You are given $$$n$$$ pairs of positive integers $$$(a_i, b_i)$$$. You are also given two positive integer constants $$$P$$$ and $$$Q$$$. The constraints are $$$n, a_i, b_i, P, Q \le 10^6$$$. You must choose $$$n$$$ non-negative real coefficients $$$x_1$$$, $$$x_2$$$, ..., $$$x_n$$$ so that all of the conditions hold:
- $$$\sum a_i x_i = a_1 x_1 + a_2 x_2 + a_3 x_3 + ... + a_n x_n \ge P$$$
- $$$\sum b_i x_i = b_1 x_1 + b_2 x_2 + b_3 x_3 + ... + b_n x_n \ge Q$$$
- The expression $$$S = \sum x_i = x_1 + x_2 + x_3 + ... + x_n$$$ is minimum.

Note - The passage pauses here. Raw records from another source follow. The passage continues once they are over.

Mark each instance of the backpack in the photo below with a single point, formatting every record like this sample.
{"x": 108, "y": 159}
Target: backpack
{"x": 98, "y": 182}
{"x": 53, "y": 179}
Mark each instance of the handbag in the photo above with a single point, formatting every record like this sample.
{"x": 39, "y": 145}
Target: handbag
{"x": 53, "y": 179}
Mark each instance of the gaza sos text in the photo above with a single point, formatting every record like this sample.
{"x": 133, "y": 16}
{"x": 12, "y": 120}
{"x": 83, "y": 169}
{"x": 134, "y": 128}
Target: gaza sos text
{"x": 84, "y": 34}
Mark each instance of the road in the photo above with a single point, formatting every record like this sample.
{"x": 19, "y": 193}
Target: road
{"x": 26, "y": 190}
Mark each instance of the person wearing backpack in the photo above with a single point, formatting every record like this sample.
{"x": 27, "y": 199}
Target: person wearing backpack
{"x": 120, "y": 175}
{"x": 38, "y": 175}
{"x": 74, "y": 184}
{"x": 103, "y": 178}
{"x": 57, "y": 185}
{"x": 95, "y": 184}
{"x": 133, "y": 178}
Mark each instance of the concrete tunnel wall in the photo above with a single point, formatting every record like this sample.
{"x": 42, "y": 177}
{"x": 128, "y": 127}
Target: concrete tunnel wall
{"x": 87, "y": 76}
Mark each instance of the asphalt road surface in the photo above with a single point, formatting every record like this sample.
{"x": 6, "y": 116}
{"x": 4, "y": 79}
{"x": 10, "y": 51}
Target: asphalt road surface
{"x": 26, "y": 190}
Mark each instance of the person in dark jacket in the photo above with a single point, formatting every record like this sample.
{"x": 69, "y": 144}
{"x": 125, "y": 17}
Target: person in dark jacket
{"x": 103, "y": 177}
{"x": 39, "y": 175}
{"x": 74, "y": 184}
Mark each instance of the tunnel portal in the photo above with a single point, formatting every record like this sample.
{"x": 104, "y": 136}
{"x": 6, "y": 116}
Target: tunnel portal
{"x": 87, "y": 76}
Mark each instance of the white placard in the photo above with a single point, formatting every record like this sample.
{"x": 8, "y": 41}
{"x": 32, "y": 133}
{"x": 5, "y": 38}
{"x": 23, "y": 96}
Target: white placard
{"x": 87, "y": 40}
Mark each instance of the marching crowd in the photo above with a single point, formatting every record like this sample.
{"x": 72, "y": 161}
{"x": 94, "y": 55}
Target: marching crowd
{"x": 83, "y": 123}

What is the minimum value of $$$S$$$?
The limits are the usual 2 seconds and 256MB. I couldn't find an online version of this problem, only a plaintext version from some local archive. I'm guessing this is some kind of greedy problem where you only need to "choose" no more than two pairs, but so far I have no luck trying to prove my strategy (nor have I confirmed its correctness).
I have thought about simplifying down to the case of $$$n=2$$$ then hoping some algebra magic will take it all the way to every integer $$$n>2$$$. Again, I'm stuck on the transitioning part.
I would love some help from Codeforces!